A group of industry organisations have won part of their court case against the state of California, which decided last year to list glyphosate among chemicals "known to the state to cause cancer". The listing comes with an obligation to print health warnings on the product's label.

Monsanto, the manufacturer of the leading glyphosate-based herbicide Roundup, took the case together with several farming and agribusiness organisations.

A federal US judge ruled this week that the warning labels violated the First Amendment to the US Constitution on free speech by forcing the manufacturers to print "misleading" information on their products.

"On the evidence before the court, the required warning for glyphosate does not appear to be factually accurate and uncontroversial because it conveys the message that glyphosate’s carcinogenicity is an undisputed fact, when almost all other regulators have concluded that there is insufficient evidence that glyphosate causes cancer," judge William B Shubb ruled.

Findings

The decision cited various agencies' findings that glyphosate does not cause cancer, including European ones.
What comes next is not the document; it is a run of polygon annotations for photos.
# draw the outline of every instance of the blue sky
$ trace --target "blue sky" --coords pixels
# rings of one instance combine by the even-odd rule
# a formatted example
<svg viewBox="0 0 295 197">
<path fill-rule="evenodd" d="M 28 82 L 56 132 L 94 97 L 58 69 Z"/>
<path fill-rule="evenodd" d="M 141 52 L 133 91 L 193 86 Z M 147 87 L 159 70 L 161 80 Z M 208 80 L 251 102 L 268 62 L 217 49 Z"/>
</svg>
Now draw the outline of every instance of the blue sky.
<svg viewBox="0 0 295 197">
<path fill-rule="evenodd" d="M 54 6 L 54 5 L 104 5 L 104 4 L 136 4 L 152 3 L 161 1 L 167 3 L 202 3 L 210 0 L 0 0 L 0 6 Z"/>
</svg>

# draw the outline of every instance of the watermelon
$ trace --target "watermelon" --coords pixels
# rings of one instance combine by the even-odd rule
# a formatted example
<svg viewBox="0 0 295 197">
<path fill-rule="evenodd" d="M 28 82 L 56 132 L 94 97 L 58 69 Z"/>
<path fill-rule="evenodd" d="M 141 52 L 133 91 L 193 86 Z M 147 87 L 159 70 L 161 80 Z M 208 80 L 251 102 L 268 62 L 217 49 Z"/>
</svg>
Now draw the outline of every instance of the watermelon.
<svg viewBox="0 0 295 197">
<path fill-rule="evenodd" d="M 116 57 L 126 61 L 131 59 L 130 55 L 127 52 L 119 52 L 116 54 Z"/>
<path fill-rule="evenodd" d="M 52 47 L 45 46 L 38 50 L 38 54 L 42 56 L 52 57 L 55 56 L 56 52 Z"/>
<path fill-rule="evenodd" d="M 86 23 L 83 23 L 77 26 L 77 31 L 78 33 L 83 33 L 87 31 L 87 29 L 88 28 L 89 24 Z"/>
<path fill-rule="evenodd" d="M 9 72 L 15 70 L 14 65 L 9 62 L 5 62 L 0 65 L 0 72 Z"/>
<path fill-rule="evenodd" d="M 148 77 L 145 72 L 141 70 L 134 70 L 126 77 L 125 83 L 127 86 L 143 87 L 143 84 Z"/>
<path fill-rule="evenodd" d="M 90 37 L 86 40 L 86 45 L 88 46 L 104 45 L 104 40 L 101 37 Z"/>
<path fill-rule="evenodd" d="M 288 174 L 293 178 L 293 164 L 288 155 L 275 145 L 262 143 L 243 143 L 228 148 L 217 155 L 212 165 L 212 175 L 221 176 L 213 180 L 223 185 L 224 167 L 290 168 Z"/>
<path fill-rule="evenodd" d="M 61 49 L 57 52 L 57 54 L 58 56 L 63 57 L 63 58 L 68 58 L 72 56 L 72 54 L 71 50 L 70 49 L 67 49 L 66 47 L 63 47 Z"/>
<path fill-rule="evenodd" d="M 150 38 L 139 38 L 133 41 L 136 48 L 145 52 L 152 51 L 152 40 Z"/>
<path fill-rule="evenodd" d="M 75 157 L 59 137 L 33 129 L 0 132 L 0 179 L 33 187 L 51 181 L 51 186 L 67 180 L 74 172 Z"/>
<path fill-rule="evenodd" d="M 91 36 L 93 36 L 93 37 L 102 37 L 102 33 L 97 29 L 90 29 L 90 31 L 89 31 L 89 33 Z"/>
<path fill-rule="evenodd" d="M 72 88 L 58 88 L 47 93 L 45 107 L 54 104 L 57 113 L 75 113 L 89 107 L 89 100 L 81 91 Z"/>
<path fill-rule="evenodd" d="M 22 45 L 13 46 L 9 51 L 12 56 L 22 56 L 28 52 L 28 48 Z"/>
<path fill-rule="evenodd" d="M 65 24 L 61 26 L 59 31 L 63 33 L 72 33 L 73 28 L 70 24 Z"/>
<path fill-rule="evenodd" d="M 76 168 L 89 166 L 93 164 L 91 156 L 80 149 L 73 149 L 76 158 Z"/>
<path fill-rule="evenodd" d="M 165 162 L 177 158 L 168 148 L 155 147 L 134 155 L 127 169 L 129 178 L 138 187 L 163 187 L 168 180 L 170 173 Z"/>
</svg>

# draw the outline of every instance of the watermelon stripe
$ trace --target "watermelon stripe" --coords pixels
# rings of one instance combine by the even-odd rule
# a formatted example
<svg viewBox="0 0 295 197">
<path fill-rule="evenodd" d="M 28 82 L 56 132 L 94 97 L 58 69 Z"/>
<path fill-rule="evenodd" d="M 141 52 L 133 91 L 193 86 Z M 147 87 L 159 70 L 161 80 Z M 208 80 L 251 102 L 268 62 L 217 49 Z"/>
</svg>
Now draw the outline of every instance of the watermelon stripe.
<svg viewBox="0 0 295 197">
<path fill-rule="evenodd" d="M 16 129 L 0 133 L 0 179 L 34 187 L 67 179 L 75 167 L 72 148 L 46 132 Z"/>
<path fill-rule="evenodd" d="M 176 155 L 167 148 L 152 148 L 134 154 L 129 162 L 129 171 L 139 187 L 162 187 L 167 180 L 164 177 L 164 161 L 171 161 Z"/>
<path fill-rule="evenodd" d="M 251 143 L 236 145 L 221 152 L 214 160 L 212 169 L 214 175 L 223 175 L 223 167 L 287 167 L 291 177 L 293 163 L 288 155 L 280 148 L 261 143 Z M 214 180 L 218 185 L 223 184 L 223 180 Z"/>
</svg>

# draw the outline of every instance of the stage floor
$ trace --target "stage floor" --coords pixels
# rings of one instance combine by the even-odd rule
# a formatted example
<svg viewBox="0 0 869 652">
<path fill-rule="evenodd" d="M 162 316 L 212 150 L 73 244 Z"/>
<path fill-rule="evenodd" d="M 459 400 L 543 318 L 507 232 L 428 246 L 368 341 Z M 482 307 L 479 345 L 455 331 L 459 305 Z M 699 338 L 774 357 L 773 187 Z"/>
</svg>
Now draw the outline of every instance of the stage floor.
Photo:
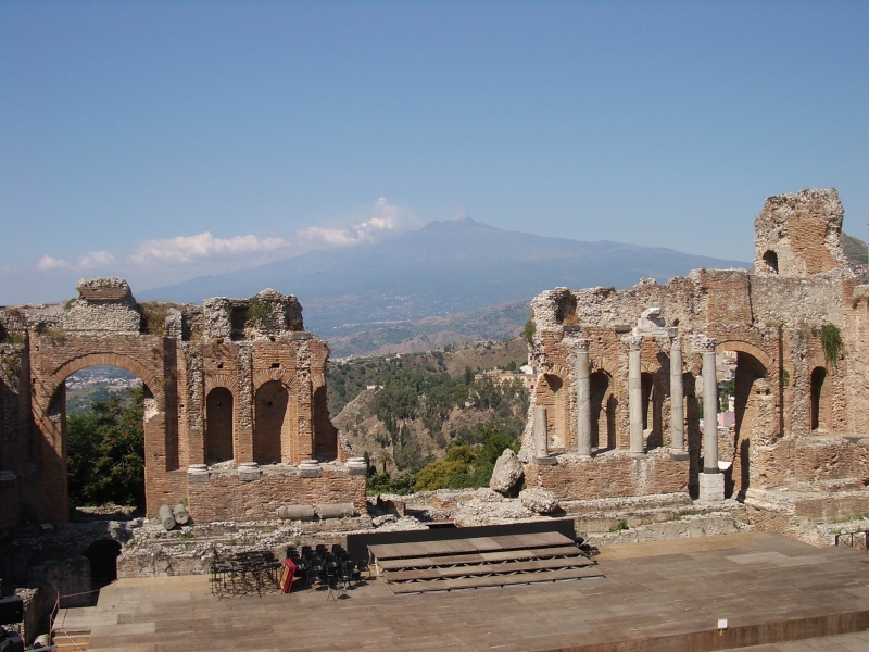
<svg viewBox="0 0 869 652">
<path fill-rule="evenodd" d="M 122 579 L 67 619 L 92 623 L 90 650 L 126 652 L 698 652 L 869 628 L 865 552 L 751 532 L 612 546 L 597 560 L 600 579 L 414 595 L 371 581 L 337 603 L 325 591 L 218 600 L 205 576 Z"/>
</svg>

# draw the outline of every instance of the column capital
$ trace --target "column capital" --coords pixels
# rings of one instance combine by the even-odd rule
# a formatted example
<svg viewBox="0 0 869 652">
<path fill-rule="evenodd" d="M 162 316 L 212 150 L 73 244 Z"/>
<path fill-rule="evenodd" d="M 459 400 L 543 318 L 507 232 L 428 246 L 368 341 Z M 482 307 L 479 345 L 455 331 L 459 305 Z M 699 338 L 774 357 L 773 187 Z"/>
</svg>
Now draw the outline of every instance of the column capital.
<svg viewBox="0 0 869 652">
<path fill-rule="evenodd" d="M 578 339 L 578 340 L 576 340 L 576 350 L 579 353 L 588 353 L 590 344 L 591 344 L 591 340 L 589 340 L 589 339 Z"/>
<path fill-rule="evenodd" d="M 718 346 L 718 340 L 714 337 L 706 337 L 705 335 L 694 338 L 694 348 L 701 353 L 715 353 L 715 347 Z"/>
</svg>

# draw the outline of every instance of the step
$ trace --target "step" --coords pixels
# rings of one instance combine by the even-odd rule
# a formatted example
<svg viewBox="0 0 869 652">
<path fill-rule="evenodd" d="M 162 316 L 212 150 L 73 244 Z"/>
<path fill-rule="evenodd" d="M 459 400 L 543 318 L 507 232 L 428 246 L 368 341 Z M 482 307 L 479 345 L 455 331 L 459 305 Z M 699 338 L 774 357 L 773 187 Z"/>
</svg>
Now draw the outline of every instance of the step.
<svg viewBox="0 0 869 652">
<path fill-rule="evenodd" d="M 480 554 L 529 548 L 557 548 L 574 542 L 559 532 L 533 535 L 502 535 L 495 537 L 469 537 L 444 541 L 417 541 L 408 543 L 378 543 L 368 550 L 378 562 L 386 560 L 412 560 L 429 556 Z"/>
<path fill-rule="evenodd" d="M 380 570 L 399 570 L 412 568 L 430 568 L 432 566 L 456 566 L 461 564 L 486 564 L 507 560 L 536 560 L 558 556 L 581 555 L 576 546 L 556 548 L 526 548 L 524 550 L 504 550 L 498 552 L 479 552 L 471 554 L 450 554 L 407 560 L 377 560 Z"/>
<path fill-rule="evenodd" d="M 434 591 L 461 591 L 465 589 L 482 589 L 507 587 L 526 584 L 549 584 L 572 579 L 603 577 L 596 568 L 577 568 L 565 570 L 545 570 L 541 573 L 524 573 L 519 575 L 499 575 L 493 577 L 470 577 L 466 579 L 444 579 L 429 582 L 387 584 L 395 595 L 408 593 L 431 593 Z"/>
<path fill-rule="evenodd" d="M 559 568 L 584 568 L 593 566 L 594 562 L 577 555 L 569 559 L 557 560 L 530 560 L 503 562 L 500 564 L 475 564 L 468 566 L 452 566 L 423 568 L 418 570 L 389 570 L 383 574 L 387 581 L 427 581 L 446 577 L 468 577 L 473 575 L 505 575 L 513 573 L 534 573 L 540 570 L 556 570 Z"/>
</svg>

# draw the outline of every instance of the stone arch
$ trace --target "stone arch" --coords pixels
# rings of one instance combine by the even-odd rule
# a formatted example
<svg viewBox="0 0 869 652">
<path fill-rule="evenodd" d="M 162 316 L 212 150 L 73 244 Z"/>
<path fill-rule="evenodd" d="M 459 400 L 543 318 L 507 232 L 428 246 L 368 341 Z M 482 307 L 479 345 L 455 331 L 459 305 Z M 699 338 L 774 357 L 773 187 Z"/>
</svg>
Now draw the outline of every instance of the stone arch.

The court acknowledged the classification of glyphosate as "probably carcinogenic" by the International Agency for Research on Cancer. However, the decision adds: "It is inherently misleading for a warning to state that a chemical is known to the state of California to cause cancer based on the finding of one organisation (which as noted above, only found that substance is probably carcinogenic), when apparently all other regulatory and governmental bodies have found the opposite."

The judge did not find, however, that merely placing glyphosate on California's list of chemicals "known to the state to cause cancer" violated the plaintiff's rights. The Californian authorities are therefore allowed to keep the herbicide active on the list, but not to force manufacturers to print warning labels.